“Paris Anlaşması, Birleşmiş Milletler İklim Değişikliği Çerçeve Sözleşmesi (UNFCCC) kapsamında, iklim değişikliğinin azaltılması, adaptasyonu ve finansmanı hakkında 2015 yılında imzalanan, 2016 yılında yürürlüğe giren bir anlaşmadır.”
Birleşmiş Milletler İklim Değişikliği Çerçeve Sözleşmesi, Birleşmiş Milletler tarafından küresel ısınmaya yönelik imzalanan ilk hükümetler arası, uluslararası çevre sözleşmesidir. Sözleşme, çevresel kirliliklerin iklim değişikliği üzerindeki etkisini ve atmosferdeki sera gazı gibi zararlı gazların olumsuz etkilerini en aza indirmek için çalışmalar yapılmasını amaçlamaktadır. 21 Mart 1994 tarihinde yürürlüğe girmiştir.
Aynı tarihte “Çölleşme ile Mücadele Sözleşmesi” ve “Biyolojik Çeşitlilik Sözleşmesi” de kabul edilmiştir.
Paris İklim Anlaşması Neden Önemli?
Paris Anlaşması’nın 2016’da yürürlüğe girdiğini söylemiştik. Mart 2021 itibariyle, Birleşmiş Milletler İklim Değişikliği Çerçeve Sözleşmesi’ne (UNFCCC) 191 üye ülke anlaşmaya taraftır. Anlaşmayı onaylamayan 6 üye ülke vardır: Eritre, İran, Irak, Libya, Yemen ve Türkiye. Ülkemiz sözleşmeyi imzalamış ancak sözleşmeye taraf olmamıştır. Bu 6 ülke içerisinde atmosfere salınan zararlı gazlar konusunda, en büyük emisyon kaynağı ilk 20 içerisinde yer alan ülkeler İran ve Türkiye’dir.
Bunun yanında Amerika Birleşik Devletleri 2020 yılında Trump döneminde Paris İklim Anlaşmasından çekilmişti. Trump, sözleşmeden çekilme gerekçesi olarak Hindistan ve Çin gibi ülkeler fosil yakıtlar kullanırken ABD’nin karbon salınımlarını sınırlamasının adil olmayacağını öne sürmüştü. Dünya atmosferine en fazla sera gazı salan ülke olan ABD, sözleşmeden çekilen tek ülke olmuştu. Joe Biden ile gelen yeni yönetim, Amerika’nın sözleşmeye tekrar katılması için Birleşmiş Milletlere başvurusunu yaptı. Böylelikle ABD, Birleşmiş Milletlere bilgi vererek sözleşmeye resmen dönmüş oldu.

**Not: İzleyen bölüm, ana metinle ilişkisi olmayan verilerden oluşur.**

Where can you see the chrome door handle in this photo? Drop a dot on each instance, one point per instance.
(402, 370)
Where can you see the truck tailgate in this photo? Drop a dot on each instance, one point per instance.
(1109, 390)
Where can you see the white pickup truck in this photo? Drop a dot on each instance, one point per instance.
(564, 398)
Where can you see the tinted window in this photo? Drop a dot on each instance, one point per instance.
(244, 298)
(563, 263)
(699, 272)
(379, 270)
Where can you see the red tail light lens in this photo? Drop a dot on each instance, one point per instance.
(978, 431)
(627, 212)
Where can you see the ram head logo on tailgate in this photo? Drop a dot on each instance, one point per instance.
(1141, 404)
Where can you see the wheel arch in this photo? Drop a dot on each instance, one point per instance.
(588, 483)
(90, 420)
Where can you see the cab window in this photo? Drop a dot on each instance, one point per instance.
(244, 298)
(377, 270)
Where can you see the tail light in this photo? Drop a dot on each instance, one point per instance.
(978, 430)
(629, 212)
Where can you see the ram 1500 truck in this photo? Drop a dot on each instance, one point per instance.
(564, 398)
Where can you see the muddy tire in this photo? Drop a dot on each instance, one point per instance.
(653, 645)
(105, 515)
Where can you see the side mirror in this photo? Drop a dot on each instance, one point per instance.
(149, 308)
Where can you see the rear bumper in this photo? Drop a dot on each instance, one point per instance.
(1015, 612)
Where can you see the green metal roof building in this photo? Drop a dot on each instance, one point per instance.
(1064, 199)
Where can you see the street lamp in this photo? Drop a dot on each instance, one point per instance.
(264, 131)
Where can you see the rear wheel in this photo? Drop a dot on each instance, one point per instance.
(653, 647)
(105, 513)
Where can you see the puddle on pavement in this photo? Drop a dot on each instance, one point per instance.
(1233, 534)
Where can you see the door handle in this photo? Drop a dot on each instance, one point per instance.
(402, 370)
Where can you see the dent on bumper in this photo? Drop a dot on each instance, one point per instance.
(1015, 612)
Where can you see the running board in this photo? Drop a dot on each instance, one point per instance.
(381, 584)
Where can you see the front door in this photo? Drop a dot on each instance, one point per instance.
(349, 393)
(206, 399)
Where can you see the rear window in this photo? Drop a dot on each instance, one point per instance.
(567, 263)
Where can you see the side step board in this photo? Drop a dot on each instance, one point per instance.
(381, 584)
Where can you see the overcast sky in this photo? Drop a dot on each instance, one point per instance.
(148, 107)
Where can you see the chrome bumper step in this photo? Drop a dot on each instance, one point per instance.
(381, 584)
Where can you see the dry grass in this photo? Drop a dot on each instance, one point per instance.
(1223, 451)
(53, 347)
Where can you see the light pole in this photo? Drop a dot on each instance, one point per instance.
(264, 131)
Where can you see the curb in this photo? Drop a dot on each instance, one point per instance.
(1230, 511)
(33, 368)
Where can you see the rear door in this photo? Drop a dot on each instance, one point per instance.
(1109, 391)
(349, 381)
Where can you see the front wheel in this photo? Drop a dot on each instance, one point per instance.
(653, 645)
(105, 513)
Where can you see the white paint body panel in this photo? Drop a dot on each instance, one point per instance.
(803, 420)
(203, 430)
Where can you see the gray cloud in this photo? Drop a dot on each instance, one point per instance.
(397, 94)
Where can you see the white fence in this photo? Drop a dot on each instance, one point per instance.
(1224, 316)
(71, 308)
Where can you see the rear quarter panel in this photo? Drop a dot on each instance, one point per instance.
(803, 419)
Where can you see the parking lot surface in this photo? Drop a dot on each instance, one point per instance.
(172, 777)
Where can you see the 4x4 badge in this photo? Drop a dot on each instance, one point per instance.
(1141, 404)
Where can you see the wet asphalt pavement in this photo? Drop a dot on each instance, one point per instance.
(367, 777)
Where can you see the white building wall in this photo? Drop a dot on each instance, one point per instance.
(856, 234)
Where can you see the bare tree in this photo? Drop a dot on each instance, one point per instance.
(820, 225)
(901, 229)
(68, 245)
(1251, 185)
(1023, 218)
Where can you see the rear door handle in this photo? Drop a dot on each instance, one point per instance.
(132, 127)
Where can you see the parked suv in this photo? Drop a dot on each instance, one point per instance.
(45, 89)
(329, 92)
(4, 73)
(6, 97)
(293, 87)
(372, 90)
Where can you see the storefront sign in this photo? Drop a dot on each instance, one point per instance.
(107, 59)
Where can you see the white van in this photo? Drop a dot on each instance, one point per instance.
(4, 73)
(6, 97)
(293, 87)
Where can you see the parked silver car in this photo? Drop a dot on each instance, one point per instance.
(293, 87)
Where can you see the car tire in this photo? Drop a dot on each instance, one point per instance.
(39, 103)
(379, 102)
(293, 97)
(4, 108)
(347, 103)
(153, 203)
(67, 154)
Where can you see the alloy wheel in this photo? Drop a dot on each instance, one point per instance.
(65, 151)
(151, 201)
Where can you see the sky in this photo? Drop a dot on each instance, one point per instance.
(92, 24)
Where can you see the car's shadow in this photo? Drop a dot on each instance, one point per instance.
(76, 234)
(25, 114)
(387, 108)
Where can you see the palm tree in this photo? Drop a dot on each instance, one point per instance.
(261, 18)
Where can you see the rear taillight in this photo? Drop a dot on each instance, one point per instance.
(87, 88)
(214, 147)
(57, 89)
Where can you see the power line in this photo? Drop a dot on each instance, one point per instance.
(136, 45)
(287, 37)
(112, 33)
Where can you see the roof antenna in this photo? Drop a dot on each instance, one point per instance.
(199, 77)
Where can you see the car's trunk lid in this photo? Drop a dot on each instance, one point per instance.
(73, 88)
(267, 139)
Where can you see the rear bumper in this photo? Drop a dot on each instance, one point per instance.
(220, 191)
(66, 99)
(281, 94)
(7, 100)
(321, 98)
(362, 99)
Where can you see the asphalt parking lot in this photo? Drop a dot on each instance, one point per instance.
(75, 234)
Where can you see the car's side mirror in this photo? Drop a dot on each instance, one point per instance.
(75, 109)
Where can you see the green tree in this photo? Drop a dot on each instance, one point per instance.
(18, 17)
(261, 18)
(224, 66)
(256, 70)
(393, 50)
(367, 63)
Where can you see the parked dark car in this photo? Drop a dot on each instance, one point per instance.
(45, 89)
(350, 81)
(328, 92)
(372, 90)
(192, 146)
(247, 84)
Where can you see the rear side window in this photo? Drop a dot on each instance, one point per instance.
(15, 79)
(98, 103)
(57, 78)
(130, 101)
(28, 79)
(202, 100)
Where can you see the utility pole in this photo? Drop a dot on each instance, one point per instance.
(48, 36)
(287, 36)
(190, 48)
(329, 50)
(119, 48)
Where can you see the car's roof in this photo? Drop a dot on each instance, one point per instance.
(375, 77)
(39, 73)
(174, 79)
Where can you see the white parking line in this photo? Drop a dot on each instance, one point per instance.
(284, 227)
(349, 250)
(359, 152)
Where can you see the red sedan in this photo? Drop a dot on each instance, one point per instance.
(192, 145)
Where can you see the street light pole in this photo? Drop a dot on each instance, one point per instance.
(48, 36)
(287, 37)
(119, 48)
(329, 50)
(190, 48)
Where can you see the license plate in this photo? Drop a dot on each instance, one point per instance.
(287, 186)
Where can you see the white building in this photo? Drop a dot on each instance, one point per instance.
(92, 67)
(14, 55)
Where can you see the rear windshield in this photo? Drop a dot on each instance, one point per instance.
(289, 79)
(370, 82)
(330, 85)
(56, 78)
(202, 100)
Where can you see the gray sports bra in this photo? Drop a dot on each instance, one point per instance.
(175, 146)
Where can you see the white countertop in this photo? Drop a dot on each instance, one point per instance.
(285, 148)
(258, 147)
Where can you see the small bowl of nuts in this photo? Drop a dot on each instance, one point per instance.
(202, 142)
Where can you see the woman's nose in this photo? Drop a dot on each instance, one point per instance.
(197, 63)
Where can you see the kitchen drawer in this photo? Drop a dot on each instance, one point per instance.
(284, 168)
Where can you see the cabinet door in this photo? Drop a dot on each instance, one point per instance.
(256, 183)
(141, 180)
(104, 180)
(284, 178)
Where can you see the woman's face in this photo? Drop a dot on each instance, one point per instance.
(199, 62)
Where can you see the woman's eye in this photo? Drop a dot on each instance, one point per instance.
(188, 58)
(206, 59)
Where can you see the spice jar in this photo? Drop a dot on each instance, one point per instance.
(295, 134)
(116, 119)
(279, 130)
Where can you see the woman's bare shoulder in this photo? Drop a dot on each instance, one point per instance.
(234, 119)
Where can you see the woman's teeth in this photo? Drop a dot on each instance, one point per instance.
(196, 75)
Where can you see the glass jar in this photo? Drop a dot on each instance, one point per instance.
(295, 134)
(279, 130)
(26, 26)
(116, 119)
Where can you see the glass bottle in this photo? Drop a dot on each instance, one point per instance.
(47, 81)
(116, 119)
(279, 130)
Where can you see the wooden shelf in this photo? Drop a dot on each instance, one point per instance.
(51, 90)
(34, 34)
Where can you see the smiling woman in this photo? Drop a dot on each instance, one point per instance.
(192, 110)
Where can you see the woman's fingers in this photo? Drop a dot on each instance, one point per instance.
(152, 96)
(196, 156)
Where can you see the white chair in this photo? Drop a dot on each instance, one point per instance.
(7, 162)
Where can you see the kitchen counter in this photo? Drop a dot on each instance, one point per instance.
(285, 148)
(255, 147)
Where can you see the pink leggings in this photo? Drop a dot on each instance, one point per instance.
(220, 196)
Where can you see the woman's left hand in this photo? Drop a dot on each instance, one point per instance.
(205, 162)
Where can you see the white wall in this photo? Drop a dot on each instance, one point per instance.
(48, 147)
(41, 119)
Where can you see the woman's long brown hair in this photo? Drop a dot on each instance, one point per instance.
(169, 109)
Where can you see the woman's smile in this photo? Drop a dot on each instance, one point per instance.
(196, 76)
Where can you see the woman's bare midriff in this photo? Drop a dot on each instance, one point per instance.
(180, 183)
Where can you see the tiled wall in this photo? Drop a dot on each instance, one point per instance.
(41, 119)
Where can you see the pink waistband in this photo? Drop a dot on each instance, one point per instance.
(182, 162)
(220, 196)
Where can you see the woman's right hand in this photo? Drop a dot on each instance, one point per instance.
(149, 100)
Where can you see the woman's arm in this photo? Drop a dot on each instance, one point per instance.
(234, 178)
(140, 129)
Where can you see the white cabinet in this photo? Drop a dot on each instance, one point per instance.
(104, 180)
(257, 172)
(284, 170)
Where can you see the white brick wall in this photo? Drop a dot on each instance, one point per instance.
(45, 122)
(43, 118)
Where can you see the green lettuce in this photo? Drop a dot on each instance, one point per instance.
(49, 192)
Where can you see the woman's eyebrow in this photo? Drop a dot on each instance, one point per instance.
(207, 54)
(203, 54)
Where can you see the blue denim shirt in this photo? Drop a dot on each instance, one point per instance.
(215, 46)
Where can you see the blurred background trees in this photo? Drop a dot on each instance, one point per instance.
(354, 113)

Paris Anlaşması’nın uzun vadeli sıcaklık hedefi, küresel ortalama sıcaklık artışını sanayi öncesi seviyelerden 2° C (3,6° F) artış seviyesi ile sınırlı tutmaktır ve hatta 1,5°C çaba harcanmasıdır. Çünkü sıcaklık artışını 2°C yerine 1,5 ile sınırlamak riskler ve etkiler anlamında iklim değişikliğinin risklerini ve etkilerini önemli ölçüde azaltacağını kabul edilmektedir.
Paris Anlaşması; karbon emisyonlarını azaltma, iklim değişikliğine ayak uydurarak yenilenebilir enerji kaynaklarını kullanma ve gelişmiş ülkelerin diğer ülkelere öncülük etmesini hedefler. Paris Anlaşmasıyla, her ülke küresel ısınmayı ve iklim değişikliğini en aza indirmek için çalışmalı, planlamalı ve bunları düzenli aralıkla raporlamalıdır.
Türkiye’nin Ulusal Katkı Beyanı
“Türkiye’nin Birleşmiş Milletlere sunulan Niyet Edilen Ulusal Katkı Beyanı’nda, 2012 yılında 430 milyon ton olan toplam sera gazı emisyonlarının, azaltma önlemleri ile 2030 yılında 929 milyon tona kadar çıkarabileceği belirtildi. Başka bir deyişle Türkiye sera gazı emisyonlarını azaltma taahhüdü vermedi, iki katından fazla artırabileceğini söyledi.” Ülkemizde de iklim değişikliği alanında gerekli çalışmaların yapılması önem arz ediyor.
Günümüz dünyasındaki en önemli sorun olan iklim değişikliği konusunda insanlığın, ülkelerin gerekli özveriyi göstererek çalışmalar da bulunması gerekiyor. Dünya bizim dünyamız, ona iyi bakmak da bizim elimizde… Rengi, ahengi solmuş bir dünya görmektense; renkli, canlı bir dünya görmeyi hedefleyelim.